Is this only happening to vlan 2 (the management vlan)? Another word, if vlan 1 is a user vlan, can the users access the Internet, or access servers via HTTP or HTTPS? In general, is this impacting user applications?

Also, how do the 2960s connect to the core, using one uplink, 2 uplinks or Portchannels?

What is IOS version for both the core and access switches?

HTH

IntegraXP · ‎07-13-2020

The two core switches are stacked and run with hsrp on all vlan interfaces. They have portchannels configured to the access switches.

A couple of the access switches are stacked, some are not.

All configurations have two fibers running back to core1 and core2 for redundancy.

The problem occurs to both stacked and non-stacked configurations.

The issue is, as far as I can tell, from any vlan to any vlan. There aren't that many quiet devices and it doesn't happen all the time.

It *does* happen almost all the time ssh'ing to the access switches. Luckily that only affects me.

Versions:

Core - output from show ver:

IOS-XE version 03.09.00.E release (fc1)

ROM: 15.0(1r)SG12

Core - output from show ver running:

Base version 03.09.00.E

IOS 152-5.E

All the access switches are running 15.2(2)E6

Hope that helps

IntegraXP · ‎07-13-2020

The impact for users is mainly noticeable in printers which occasionally 'disappear' and stop responding.

I have also noticed that when an interface has a secondary ip configured that it occurs more frequently to the devices on the secondary.

i.e an interface has 192.168.100.1/24 and 192.168.200.1/24 on a single vlan. There will be problems communicating with a printer on, say, 192.168.200.234. If I move the printer to a printer vlan where the core switch only has a single ip, then the problem almost disappears, but its still occurring.

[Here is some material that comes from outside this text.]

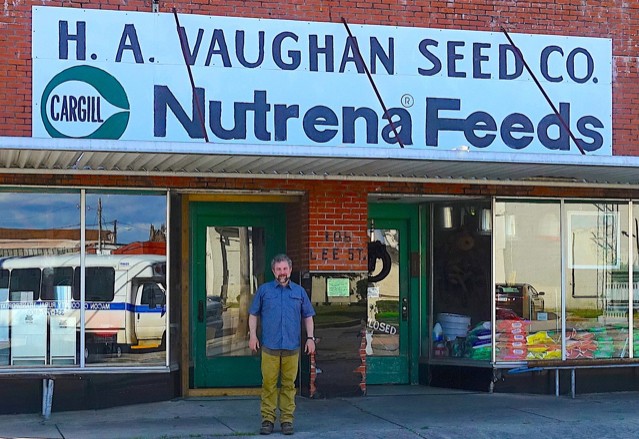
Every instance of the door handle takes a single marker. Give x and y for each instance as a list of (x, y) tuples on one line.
[(200, 311), (404, 309)]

I have one printer in just this situation at the moment. I have to leave a ping open continuously to the printer to keep it 'alive'.

brselzer · ‎07-13-2020

Hello,

There is a very common issue where we don't flood packets if we don't have the mac learned on 4500:

https://bst.cloudapps.cisco.com/bugsearch/bug/CSCvb78700

Check it out and see if it matches. Fixed in 3.9.2 or later. You might want to look at jumping to 3.11.2 as I believe that is the current recommended version.

Hope that helps!

-Bradley Selzer
CCIE# 60833

IntegraXP · ‎07-13-2020

hmm, it *sort* of sounds like it could be the issue, what the bug refers to as an "Unknown Unicast Flood" is retransmission-of-broadcasts-over-vlan-trunks, no?

The behaviour on a simple router doesn't have much to it: packet received, arp resolution, packet transmited

Now with vlan extension over multiple switches, the core could decide to not forward broadcast packets to other switches, but why? You do that and IP breaks.

This is something which is so basic to the operation of a router that I am mystified that it could have gotten through QA. Its not some esoteric functionality. The implication is that some sort of logic was developed to limit what is forwarded over trunks, but it wasn't tested... at all.

Thanks for the details of the bug. I would never have found that by searching. I'll get onto the head office people as they're the ones with the cisco maintenance details and they will have to organise any updates.